Does anyone know of any other companies offering similar stuff on mobiles, by the way?

Oh, and I stand by my decision about the Da Vinci Code, Stewart - it may be based on rubbish but it's a damn good pageturner of a story! :D
 
You came back...:p

JonV said:
just cos I didn't post a reply right away doesn't make me a spammer! Some of us had work to do and have only just skived off onto the internet again!

I'm always suspicious of people who join up, make one post that usually includes a link to some new thing that nobody else has heard of, and then disappear.

Oh, and I stand by my decision about the Da Vinci Code, Stewart - it may be based on rubbish but it's a damn good pageturner of a story! :D

It's not about what it's based on (although that's rubbish too) that makes it rubbish it's the fact that Dan Brown doesn't think about the words he puts on pages. My favourite example is on the first page where Sauniere can see the silhouette of his killer standing fifteen feet away yet he tells us about the hair colour, eye colour, and build of this silhouette. Did you forget to set your literary alarm for that one? The alarm goes off all the time while reading that.
 
The first 100 pages of _The Kite Runner_ are almost-ok. And then it cascades into damn near every cliché a writer could ever pull. He leap-frogs Danny Brown in some areas. Sickening.
There are PLENTY of books on the ‘middle east’ if one just wants to learn about stuff…kind of like there are plenty of biographies on Vlad the Impaler (hint hint), but many seem to need this cloak of fiction to actually get excited about things…

Good to hear Joyce will be read as a salve.
j
 
Stewart said:
It's not about what it's based on (although that's rubbish too) that makes it rubbish it's the fact that Dan Brown doesn't think about the words he puts on pages.
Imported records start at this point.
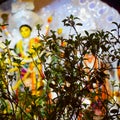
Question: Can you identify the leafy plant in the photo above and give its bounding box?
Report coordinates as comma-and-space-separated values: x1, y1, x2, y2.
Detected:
0, 15, 120, 120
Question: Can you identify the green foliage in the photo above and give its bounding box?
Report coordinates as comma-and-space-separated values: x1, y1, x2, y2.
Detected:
0, 15, 120, 120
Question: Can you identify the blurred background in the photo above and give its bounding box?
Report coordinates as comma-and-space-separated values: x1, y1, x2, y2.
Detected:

My favourite example is on the first page where Sauniere can see the silhouette of his killer standing fifteen feet away yet he tells us about the hair colour, eye colour, and build of this silhouette. Did you forget to set your literary alarm for that one? The alarm goes off all the time while reading that.
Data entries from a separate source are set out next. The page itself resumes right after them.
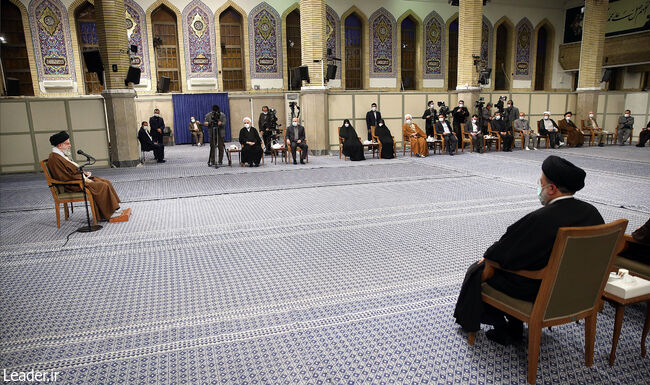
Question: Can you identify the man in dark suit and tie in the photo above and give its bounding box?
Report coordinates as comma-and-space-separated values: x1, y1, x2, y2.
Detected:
138, 122, 165, 163
366, 103, 381, 141
287, 118, 308, 164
You're right, of course - the plot is totally shot full of holes. But don't you just like to switch off your disbelief system sometimes and be entertained?
 
jay said:
The first 100 pages of _The Kite Runner_ are almost-ok. And then it cascades into damn near every cliché a writer could ever pull. He leap-frogs Danny Brown in some areas. Sickening.

I'm about 160 pages into it and all the life in America stuff just didn't really do anything for me. The next chapter is June 2001 so I'm guessing he's going back to Afghanistan just before a couple of planes go astray.

Good to hear Joyce will be read as a salve.

Yeah, Dubliners has set on the shelf for a couple of years now and it deserves to be read. A guy in work was talking about trying Ulysses although he didn't know what it was about. I brought it to work today and his face dropped when he saw this huge book full of streamed words and no quote marks. Then I showed him Finnegans Wake and it looks like he no longer wants to read Joyce. Shame. :(

JonV said:
But don't you just like to switch off your disbelief system sometimes and be entertained?

It all depends, really, on what I find entertaining. I found that book totally frustrating because the prose was extremely clumsy although it had. Less italics! Than a Matthew Reilly. Book! SPLASH! which is the sort of thing I'd imagine sitting on the table in Hell's waiting room.
 
Stewart said:
I'm about 160 pages into it and all the life in America stuff just didn't really do anything for me.

It gets worse…

Then I showed him Finnegans Wake and it looks like he no longer wants to read Joyce. Shame. :(

_Ulysses_ is completely readable, but ‘the wake’ *is* befuddling.
Maybe after you (finally) read _Dubliners_ you can convince him to hit that or ‘Portrait’.

j
Who has no problem turning off a ‘disbelief’ system but even with no sense of small, shite is still shite.